Advancements in Image Recognition: Comparing CNNs and Vision Transformers

Mengxuan Yan

doi:10.54254/2755-2721/104/20241205

1. Introduction

Image recognition is a core technology in the realm of computer vision, enabling the automated detection and categorization of objects within visual data. In recent years, advances in deep learning have markedly accelerated developments in image recognition, yielding notable applications across sectors such as healthcare, autonomous driving, and security surveillance [1]. However, traditional image recognition techniques often rely on meticulously engineered feature extractors to convert raw pixel data into feature representations suitable for classification [2]. As data volumes expand and the complexity of tasks increases, these traditional methods reveal limitations, often falling short in more demanding contexts.
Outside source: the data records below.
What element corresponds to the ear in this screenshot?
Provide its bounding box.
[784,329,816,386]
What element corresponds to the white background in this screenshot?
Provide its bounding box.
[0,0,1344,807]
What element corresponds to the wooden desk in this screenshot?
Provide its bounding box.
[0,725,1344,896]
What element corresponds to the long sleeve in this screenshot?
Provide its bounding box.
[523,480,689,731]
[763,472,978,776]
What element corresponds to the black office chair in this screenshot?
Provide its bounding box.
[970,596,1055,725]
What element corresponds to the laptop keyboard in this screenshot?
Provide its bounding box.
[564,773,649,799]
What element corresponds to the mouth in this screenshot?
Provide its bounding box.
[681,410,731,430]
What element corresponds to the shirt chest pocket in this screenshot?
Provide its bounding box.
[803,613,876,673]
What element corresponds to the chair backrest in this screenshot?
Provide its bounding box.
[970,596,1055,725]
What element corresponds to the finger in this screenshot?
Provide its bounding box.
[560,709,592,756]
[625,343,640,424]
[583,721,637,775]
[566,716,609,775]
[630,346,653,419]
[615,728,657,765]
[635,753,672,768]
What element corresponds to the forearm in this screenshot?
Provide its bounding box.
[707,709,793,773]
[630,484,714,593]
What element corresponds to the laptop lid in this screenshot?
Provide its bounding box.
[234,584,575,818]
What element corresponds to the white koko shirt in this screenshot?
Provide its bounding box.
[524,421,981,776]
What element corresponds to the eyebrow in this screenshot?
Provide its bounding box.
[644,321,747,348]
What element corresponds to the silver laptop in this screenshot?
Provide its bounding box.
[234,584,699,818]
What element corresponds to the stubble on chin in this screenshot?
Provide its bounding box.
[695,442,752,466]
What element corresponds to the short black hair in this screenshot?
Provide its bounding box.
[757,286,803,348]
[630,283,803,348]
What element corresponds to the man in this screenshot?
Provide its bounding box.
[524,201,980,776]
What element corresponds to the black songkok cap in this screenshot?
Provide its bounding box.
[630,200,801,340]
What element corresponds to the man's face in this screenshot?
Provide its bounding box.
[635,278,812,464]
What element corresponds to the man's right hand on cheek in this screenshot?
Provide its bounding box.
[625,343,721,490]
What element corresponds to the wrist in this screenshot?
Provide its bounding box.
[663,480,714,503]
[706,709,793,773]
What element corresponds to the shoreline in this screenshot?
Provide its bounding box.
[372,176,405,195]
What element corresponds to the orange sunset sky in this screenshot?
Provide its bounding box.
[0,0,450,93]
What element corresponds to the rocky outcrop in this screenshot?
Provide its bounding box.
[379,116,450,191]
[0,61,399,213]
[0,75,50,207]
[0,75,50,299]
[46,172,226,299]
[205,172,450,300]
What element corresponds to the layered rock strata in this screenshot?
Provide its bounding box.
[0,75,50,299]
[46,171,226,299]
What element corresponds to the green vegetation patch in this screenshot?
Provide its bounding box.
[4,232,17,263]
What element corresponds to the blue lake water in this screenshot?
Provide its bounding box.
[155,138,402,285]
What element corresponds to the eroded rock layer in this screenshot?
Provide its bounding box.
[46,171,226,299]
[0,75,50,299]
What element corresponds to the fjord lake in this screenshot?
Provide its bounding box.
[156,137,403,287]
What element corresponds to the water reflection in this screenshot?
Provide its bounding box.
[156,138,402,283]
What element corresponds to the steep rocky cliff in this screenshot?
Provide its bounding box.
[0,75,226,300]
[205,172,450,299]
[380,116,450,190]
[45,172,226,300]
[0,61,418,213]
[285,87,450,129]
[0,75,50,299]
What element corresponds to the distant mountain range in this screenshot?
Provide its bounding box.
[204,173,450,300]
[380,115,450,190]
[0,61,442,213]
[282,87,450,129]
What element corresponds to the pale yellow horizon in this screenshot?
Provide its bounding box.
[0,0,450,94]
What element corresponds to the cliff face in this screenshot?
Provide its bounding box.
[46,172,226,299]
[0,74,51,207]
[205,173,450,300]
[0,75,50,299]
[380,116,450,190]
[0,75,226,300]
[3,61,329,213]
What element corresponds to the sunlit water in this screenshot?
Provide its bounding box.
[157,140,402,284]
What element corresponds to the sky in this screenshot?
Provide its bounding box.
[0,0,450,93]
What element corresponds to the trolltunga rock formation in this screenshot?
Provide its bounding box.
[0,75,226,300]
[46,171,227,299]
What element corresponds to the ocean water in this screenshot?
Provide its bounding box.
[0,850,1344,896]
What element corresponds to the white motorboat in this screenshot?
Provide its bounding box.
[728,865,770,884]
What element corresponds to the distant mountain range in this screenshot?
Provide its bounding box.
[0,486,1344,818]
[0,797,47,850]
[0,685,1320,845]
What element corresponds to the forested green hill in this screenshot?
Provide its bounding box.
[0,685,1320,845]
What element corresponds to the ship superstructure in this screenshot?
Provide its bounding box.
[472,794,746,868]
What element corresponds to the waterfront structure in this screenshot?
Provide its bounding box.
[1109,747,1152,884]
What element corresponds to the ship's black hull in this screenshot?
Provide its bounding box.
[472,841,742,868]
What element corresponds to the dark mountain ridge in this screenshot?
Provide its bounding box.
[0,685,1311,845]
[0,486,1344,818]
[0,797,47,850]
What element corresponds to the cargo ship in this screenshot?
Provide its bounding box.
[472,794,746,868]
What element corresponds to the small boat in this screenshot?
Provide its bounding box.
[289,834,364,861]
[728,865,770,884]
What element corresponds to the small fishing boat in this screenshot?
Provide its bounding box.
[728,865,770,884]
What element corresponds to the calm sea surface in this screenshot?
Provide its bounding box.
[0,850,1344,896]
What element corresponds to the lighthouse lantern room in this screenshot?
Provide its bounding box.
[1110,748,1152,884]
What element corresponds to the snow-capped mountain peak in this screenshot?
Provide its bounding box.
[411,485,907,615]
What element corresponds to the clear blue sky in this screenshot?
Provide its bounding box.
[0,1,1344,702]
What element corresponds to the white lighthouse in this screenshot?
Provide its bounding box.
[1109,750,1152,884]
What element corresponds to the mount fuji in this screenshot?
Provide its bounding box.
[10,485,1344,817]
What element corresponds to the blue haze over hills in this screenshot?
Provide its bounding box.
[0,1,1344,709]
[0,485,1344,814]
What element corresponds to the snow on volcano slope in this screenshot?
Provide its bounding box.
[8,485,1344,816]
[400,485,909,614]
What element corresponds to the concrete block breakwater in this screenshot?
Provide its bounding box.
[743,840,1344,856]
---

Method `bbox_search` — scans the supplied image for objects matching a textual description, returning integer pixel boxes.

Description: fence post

To tackle these challenges, there has been a pivot towards more sophisticated recognition models, particularly those utilizing deep learning-based representation learning that can automatically derive complex features from raw data, enhancing the precision and resilience of image recognition systems [2]. This review aims to systematically evaluate the latest advancements in image recognition, explore the strengths and limitations of current technologies, and outline future trends to provide a comprehensive theoretical and practical guide for ongoing research in this field.

The development of image recognition technology has progressed significantly, evolving from early hand-crafted feature extraction methods to modern deep learning models. Traditional approaches, such as Scale-Invariant Feature Transform (SIFT) and Histogram of Oriented Gradients (HOG) relied on manually designed features to detect and classify objects [3]. While these methods performed well in simpler scenarios, they often limited in complex backgrounds [4]. The emergence of deep learning brought Convolutional Neural Networks (CNNs) to prominence in the image recognition landscape. AlexNet's groundbreaking performance in the 2012 ImageNet competition significantly reduced error rates, marking a turning point in the field [5]. Subsequent architectures like Visual Geometry Group Network (VGGNet) and Residual Neural Network (ResNet) further improved recognition accuracy by introducing deeper network structures and residual connections, enhancing the models' capacity for feature representation [6]. These CNNs models have excelled in various image recognition tasks, driving advancements in the field. Transformer architectures have gained prominence in computer vision, in recent years. The Vision Transformers (ViTs) model, a notable innovation, utilizes self-attention mechanisms to process images on a global scale, offering enhanced flexibility and more substantial representational capabilities compared to traditional convolutional methods [7]. ViT's excellent performance on large-scale data sets shows that Transformer can not only handle high-resolution images, but also has better scalability [8]. Additionally, advancements in object detection like the You Only Look Once (YOLO) and Faster Region with CNN features (R-CNN) models, have achieved a strong balance between real-time detection and accuracy [9,10]. Although these achievements, ongoing research is essential to meet the increasing demands for more efficient and accurate models [11].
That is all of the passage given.